Looking at our output, the agent made **4 tool calls** but only had **3 iterations** available. Here's the sequence:
1. **First call**: `Summarize` with original text
2. **Second call**: `Translate` with original text (WRONG - should be summary)
3. **Third call**: `Summarize` with original text again (redundant)
4. **Fourth call**: `Translate` with the summary (CORRECT)

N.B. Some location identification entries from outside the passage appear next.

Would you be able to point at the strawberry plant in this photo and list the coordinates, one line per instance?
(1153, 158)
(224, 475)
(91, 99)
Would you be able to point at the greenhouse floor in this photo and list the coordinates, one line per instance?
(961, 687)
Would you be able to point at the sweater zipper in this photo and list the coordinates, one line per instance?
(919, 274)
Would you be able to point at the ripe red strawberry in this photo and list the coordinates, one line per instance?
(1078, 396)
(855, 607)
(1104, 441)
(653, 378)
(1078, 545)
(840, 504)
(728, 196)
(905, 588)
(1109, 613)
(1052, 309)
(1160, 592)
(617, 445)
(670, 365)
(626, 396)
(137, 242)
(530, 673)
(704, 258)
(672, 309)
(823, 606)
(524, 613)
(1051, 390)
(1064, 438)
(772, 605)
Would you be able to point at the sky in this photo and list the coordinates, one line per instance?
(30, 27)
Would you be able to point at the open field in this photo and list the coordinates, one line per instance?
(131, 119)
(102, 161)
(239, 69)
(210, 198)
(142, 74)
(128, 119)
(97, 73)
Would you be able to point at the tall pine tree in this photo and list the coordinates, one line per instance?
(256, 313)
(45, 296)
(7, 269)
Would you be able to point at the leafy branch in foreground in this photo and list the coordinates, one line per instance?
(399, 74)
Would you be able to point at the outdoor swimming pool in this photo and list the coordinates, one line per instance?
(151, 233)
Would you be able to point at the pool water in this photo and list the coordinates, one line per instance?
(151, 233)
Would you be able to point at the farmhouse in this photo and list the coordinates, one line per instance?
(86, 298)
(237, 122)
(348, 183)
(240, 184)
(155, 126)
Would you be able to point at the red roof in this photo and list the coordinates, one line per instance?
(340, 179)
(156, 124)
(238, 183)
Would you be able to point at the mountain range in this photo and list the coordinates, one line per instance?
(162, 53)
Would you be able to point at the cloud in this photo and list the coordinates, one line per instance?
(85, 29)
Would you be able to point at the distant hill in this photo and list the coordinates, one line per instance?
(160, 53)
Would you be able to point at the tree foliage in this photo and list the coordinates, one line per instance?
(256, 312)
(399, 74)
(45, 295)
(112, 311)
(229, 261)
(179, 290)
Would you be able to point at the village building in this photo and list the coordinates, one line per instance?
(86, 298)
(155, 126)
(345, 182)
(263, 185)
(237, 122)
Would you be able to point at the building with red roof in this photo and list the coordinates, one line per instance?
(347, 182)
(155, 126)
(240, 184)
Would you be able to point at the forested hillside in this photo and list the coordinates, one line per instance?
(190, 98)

The issue stems from how the agent interpreted the prompt. Despite our clear instructions to:
1. Summarize first
2. Then translate the summary

The agent got confused and made several mistakes:
- It translated the **original text** instead of the **summary** in the second call
- It repeated the summarization unnecessarily
- It eventually figured out the correct workflow but wasted iterations

The agent continues iterating when:
1. It hasn't completed the task according to its prompt
2. It needs to use multiple tools in sequence
3. It makes mistakes and needs to correct them
4. It hasn't reached the maximum iteration limit

The multiple tool invocations show that the agent is reasoning through the problem step by step and it is ensuring it has the right inputs for each tool and providing the correct final output (summary in English + translation in German).